SANTA FE, N.M. (AP) -- A more than $5 billion New Mexico budget proposal is back on track in the House and the spending blueprint leaves nearly $42 million available for possible tax cuts advocated by Republican Gov. Susana Martinez and legislators.
The budget was unanimously approved Monday by the House Appropriations and Finance Committee and sent to the 70-member House for debate and a vote, which likely will happen later this week.
The measure allocates about $5.6 billion for public education and government programs, including courts and prisons, in the budget year starting July 1. That provides for a spending increase of nearly 4 percent, or $215 million.
The proposal doesn't spend all the new revenues that are anticipated next year, leaving $41.8 million for budget increases when the Senate considers the bill or to offset the costs of tax cuts.
If lawmakers agree on reducing taxes, those proposals will be handled in separate legislation rather than being part of the budget. The governor has proposed $55 million in tax cuts for businesses and veterans. Democratic lawmakers also are pushing a wide range of tax relief measures.
The budget was on hold last week in the committee while lawmakers wrangled over a provision that would have withheld money for several of the governor's initiatives if the state's financial revenue weakened.
That provision was dropped from the bill endorsed on Monday, but lawmakers agreed on another safety valve if finances deteriorate. The budget will allow the governor to make across-the-board spending cuts to balance the budget if revenues unexpectedly drop.
However, several programs and agencies will be protected from cutbacks: Medicaid, which provides health care for the poor and uninsured children; services for the developmentally disabled; state prisons; state police and law enforcement in the Department of Public Safety; and agencies with a budget of less than $5 million, which includes many district courts and district attorney offices.
Some lawmakers have expressed concerns the state might not collect as much money as expected next year because natural gas prices have been falling. However, the latest financial forecast calls for revenues to hold steady at nearly $5.7 billion next year.
Public education accounts for the largest share of the proposed budget. Schools, the Public Education Department and other educational programs will receive about $2.4 billion, an increase of 3.8 percent or $89 million.
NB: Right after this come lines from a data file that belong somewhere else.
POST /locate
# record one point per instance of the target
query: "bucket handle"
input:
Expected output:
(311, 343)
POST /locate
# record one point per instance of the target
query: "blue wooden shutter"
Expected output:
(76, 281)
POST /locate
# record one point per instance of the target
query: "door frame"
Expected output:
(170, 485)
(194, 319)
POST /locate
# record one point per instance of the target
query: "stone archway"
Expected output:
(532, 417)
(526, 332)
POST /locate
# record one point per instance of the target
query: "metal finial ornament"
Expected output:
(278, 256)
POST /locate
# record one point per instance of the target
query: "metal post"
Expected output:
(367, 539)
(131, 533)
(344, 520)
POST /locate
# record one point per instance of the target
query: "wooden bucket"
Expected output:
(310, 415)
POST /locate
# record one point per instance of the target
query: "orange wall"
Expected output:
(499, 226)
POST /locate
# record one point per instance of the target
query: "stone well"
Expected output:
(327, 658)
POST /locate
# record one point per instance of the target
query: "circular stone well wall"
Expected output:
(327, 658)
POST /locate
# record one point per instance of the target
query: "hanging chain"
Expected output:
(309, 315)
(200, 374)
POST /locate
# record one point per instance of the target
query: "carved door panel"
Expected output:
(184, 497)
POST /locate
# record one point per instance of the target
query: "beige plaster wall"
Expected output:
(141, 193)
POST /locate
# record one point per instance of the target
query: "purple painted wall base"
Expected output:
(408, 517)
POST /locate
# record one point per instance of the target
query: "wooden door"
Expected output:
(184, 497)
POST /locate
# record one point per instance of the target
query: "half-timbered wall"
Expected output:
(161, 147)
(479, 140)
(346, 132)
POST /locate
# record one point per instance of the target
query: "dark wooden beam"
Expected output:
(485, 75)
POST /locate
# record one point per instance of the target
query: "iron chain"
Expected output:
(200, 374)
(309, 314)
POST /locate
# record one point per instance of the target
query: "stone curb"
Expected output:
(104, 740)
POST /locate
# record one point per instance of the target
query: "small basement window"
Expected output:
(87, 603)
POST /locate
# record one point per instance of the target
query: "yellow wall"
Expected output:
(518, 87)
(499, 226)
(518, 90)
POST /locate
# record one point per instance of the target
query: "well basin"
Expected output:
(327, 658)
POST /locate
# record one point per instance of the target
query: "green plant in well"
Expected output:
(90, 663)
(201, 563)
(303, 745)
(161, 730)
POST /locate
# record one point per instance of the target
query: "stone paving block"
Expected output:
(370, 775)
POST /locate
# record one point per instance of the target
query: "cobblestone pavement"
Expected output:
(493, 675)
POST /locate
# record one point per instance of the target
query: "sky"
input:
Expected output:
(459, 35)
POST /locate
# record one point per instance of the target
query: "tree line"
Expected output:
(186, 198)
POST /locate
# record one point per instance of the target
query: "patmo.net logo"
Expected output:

The measure earmarks $8.5 million to help children improve their reading in early grades, which is less than the $12.4 million requested by the governor. About $3.5 million is provided for the governor's initiatives to help struggling schools and $2.5 million will pay for more frequent testing of students in grades 4-10. The governor told reporters on Monday she was pleased the committee agreed to have her administration allocate the money to school districts rather than having it distributed through the state's school funding formula.